Estaba a punto de contestarle cuando la voz de Lisboa resuena en el lugar a través de una radio, informando que los militares estaban a punto de ingresar y volar todo por los aires. Tomo la cinta de embalar y comienzo a rodear con ella todo el torso del jefe de seguridad, Bogotá llega al poco tiempo con una careta y una bomba de humo que coloca a la altura de su pecho. Apenas se abre la puerta le doy un empujón, viéndolo caer de rodillas frente a sus compañeros. Esto era una humillación e iba a volver con más ganas de arrancarnos la piel que nunca.

Mientras todo esto ocurría, los demás intentaban frenar, sin éxito, al loco de Arturo. La verdad es que ese hombre parecía menos peligroso lanzando un discurso en medio de un teatro hace unos meses atrás, un imbécil sin posibilidad de armar un plan coherente que le permita ser el héroe que tanto anhelaba. Todo eso se disuelve cuando se atrinchera en la habitación donde guardaban todo el arsenal.
Manila y Denver comunicaban la falta de municiones, Estocolmo había desaparecido por las escaleras y Tokio junto con Río no volvían con más explosivos.

Corriendo por los pasillos recordaba cada una de las noches en las que mi padre me quemaba la cabeza con los planos del edificio, mi memoria estaba bastante entrenada como para llegar a donde hiciera falta sin pedir ayuda. Gracias a eso encuentro el muelle de carga, conociendo todo como si fuera la palma de mi mano, a pesar de ser la primera vez que ingreso. Los gritos y disparos eran los protagonistas en el lugar.

Si antes afirmaba que Román era un simple pelotudo, al verlo manejar una excavadora con una Browning entre manos hace que cambie de opinión. Me siento al lado de Denver, creyendo que era imposible hacer una incursión, hasta que un grito proveniente de su esposa nos paraliza a todos y los disparos al fin cesan.

—Baja la pistola, por favor —la voz del masculino suplicando hace que asome la cabeza y vea la escena.

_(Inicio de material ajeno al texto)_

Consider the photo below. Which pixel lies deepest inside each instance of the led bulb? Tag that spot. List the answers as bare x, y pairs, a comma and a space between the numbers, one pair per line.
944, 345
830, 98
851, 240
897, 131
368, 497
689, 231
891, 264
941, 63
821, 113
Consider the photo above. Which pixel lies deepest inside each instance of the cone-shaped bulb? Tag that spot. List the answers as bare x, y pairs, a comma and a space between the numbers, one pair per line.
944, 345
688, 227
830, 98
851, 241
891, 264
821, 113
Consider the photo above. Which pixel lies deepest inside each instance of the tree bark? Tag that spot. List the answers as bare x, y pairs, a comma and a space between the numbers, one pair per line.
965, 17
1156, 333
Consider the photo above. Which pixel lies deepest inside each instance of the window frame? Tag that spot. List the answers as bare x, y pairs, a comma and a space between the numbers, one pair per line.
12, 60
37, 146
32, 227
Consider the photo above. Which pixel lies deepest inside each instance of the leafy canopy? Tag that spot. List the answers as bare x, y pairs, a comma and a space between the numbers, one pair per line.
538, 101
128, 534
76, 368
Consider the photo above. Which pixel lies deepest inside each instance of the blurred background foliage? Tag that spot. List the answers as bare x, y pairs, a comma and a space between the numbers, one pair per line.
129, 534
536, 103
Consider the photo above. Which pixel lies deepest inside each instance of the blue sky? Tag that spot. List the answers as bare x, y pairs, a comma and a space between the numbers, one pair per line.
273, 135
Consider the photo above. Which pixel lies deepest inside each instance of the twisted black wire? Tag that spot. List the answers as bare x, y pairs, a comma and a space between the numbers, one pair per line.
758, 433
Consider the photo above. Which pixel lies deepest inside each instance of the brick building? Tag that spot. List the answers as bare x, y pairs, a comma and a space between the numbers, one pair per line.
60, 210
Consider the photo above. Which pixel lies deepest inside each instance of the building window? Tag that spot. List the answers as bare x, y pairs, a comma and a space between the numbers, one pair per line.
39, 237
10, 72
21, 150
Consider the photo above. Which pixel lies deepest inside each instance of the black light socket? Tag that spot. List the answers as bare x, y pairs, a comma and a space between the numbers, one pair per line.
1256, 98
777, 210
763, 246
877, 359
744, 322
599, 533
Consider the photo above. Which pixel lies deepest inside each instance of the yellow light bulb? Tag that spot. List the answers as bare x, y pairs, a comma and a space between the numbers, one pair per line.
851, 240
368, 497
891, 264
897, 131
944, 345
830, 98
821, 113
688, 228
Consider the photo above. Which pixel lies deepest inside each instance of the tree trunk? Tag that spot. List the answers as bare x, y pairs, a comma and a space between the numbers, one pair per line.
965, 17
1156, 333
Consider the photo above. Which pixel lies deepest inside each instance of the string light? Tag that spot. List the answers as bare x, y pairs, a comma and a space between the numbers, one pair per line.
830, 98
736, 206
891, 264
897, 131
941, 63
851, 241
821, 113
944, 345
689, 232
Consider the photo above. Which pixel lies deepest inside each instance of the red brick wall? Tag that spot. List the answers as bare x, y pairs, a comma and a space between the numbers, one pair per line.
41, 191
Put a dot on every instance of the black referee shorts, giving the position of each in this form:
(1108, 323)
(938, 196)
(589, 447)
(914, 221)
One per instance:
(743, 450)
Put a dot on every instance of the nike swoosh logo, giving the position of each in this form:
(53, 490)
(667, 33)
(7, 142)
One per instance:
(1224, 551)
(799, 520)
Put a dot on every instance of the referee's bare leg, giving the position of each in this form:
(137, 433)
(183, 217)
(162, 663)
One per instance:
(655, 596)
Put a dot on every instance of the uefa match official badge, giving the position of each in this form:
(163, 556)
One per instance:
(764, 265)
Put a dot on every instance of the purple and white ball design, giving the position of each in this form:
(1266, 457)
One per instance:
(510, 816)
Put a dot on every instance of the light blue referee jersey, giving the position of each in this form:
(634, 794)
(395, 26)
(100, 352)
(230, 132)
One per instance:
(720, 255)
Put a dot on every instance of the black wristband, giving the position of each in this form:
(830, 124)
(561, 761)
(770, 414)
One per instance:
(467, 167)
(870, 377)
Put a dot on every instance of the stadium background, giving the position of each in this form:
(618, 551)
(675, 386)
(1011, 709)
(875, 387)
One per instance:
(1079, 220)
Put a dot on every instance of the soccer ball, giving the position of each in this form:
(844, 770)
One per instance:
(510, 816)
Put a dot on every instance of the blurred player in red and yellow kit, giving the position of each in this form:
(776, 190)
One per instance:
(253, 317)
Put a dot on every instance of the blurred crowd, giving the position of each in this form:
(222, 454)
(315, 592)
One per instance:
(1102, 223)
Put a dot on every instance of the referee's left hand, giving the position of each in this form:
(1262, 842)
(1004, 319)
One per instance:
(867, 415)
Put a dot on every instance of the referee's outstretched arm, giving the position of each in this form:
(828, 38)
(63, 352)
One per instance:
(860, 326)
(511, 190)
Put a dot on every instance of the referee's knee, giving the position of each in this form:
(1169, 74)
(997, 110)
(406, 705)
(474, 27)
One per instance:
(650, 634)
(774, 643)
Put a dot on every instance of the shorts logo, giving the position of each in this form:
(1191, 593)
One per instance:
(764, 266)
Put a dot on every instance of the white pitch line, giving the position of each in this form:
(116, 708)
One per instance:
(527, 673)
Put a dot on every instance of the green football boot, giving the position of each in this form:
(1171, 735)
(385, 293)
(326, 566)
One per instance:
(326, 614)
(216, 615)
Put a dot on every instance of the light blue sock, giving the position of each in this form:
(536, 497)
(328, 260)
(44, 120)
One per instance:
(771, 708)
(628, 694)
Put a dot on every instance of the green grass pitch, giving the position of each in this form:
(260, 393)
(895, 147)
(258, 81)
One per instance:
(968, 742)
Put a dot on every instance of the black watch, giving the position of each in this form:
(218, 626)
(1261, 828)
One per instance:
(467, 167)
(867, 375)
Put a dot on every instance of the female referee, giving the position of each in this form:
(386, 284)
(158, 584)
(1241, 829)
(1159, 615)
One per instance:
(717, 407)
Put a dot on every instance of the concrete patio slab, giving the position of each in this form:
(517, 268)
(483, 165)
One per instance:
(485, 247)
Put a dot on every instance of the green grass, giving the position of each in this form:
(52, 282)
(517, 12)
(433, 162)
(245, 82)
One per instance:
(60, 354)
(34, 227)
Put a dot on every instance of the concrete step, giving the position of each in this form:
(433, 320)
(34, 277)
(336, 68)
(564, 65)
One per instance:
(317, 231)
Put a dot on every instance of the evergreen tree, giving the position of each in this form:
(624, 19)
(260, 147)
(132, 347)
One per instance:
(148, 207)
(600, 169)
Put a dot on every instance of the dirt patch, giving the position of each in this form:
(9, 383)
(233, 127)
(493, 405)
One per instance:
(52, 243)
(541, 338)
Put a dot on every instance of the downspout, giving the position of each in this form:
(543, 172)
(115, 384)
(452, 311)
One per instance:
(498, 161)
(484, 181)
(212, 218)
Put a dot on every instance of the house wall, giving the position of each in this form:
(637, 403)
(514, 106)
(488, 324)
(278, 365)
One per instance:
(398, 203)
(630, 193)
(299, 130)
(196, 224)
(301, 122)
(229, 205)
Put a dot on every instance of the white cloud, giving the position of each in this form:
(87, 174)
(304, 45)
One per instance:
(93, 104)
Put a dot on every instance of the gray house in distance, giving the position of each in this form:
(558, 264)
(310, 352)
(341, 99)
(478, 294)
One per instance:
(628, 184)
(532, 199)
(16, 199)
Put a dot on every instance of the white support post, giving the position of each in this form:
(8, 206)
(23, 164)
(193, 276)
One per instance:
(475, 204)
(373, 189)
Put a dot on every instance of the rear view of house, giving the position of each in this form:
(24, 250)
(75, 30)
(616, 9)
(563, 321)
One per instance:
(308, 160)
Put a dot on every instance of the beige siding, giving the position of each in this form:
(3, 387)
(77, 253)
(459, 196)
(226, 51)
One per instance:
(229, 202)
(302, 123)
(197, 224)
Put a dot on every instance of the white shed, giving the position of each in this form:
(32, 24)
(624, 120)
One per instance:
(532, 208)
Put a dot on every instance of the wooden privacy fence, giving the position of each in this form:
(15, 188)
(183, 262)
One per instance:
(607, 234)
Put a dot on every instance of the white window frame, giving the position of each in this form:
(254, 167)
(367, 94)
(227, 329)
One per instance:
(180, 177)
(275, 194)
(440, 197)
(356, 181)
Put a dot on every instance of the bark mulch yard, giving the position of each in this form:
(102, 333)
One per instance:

Era muy poco probable que la rubia le pegara un tiro de gracia, los atracos y asesinatos son terrenos desconocidos para ella, por lo tanto, decido ponerme de pie y avanzar hacia ellos tratando de generar el menor ruido posible.
Palermo me frena, se saca el chaleco antibalas y me lo coloca rápidamente, luego se queda a mis espaldas, protegiéndome.

Arturo le lanza un discurso a su atacante, intentando persuadirla, es consciente de su vulnerabilidad y quiere utilizarla a su favor. La situación se da vuelta cuando Mónica finalmente toma valor y le dispara en la pierna y al instante la imito alojándole una bala cerca del corazón.

—¿Creés en la reencarnación, Arturito? Yo te diría que eso es imposible y que vayas rezando para encontrarte con Dios —digo mientras lo veo desde arriba, cada vez le cuesta más respirar.

Sergio jamás estuvo de acuerdo con matar a un rehén, no importaba si estaban a punto de convertirnos en un colador. Pero yo no era mi tío, y este hombre no era un simple rehén.